Nie wszyscy uczą się na błędach i niektórzy raz za razem popełniają te same. Dotyczy to również kierowców. Twórcy prawa to przewidzieli i stworzyli przepisy dotyczące recydywy. Dotkliwe kary potrafią powstrzymać kierowców, którzy powtarzają te same wykroczenia.
Recydywa wykroczeniowa. Przepisy są jasne
Zgodnie z zapisem w art. 38 Kodeksu wykroczeń, recydywą objęte są osoby kierujące pojazdami mechanicznymi. "Ukaranemu co najmniej dwukrotnie za podobne wykroczenia umyślne, który w ciągu dwóch lat od ostatniego ukarania popełnia ponownie podobne wykroczenie umyślne, można wymierzyć karę aresztu, choćby było zagrożone karą łagodniejszą" — czytamy.

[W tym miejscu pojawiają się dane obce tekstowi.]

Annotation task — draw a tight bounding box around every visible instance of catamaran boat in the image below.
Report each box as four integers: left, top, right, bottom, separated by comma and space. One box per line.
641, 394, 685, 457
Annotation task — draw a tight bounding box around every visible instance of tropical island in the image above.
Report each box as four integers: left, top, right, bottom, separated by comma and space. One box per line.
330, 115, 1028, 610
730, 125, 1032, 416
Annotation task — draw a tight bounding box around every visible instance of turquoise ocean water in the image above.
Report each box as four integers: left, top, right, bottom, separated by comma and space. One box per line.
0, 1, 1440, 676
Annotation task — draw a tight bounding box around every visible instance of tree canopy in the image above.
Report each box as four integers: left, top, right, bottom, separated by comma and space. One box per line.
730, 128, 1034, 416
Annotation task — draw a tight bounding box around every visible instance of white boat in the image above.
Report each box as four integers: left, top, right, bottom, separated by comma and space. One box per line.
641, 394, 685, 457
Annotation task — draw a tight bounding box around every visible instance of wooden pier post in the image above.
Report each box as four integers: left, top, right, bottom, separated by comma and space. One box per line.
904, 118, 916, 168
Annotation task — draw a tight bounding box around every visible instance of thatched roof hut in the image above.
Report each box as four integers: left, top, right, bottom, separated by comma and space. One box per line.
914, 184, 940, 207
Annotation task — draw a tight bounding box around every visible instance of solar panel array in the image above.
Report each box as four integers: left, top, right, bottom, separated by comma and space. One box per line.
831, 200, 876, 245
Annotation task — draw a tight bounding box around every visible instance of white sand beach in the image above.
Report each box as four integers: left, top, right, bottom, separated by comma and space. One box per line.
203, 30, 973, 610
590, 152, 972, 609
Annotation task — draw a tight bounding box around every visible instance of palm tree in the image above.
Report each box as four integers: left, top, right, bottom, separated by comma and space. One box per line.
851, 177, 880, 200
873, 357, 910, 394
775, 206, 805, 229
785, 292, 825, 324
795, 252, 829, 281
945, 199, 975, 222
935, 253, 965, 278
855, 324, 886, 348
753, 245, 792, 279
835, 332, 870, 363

Dotyczy to m.in. przekraczania dozwolonej prędkości, wyprzedzania, wykroczeń popełnianych wobec pieszych i na przejazdach rowerowych oraz zagrożeń na drodze takich, jak kolizja. Prawo obejmuje aż 30 przypadków recydywy. W takich sytuacjach przepisy mówią o "karze grzywny w wysokości nie niższej niż dwukrotność dolnej granicy ustawowego zagrożenia".
Przykładem może wymieniony w art. 38 Kodeksu wykroczeń art. 92a. paragraf 2. "Kto, prowadząc pojazd mechaniczny, nie stosuje się do ograniczenia prędkości określonego ustawą lub znakiem drogowym, przekraczając je o ponad 30 km na godz., podlega karze grzywny nie niższej niż 800 złotych". To oznacza, że recydywista za przekroczenie prędkości o 31-40 km na godz. zapłaci karę w wysokości 1600 zł.
W rzeczywistości kierowcy nie boją się kar i jeżdżą, nawet kiedy mają sądowy zakaz prowadzenia pojazdów. "Około 800 kierowców w Polsce ma po ponad dziesięć aktywnych zakazów prowadzenia pojazdów. Prawdziwych rekordzistów jest trzech. Każdy z nich ma... 19 aktywnych zakazów prowadzenia pojazdów" — opisywaliśmy w AutoŚwiat.pl.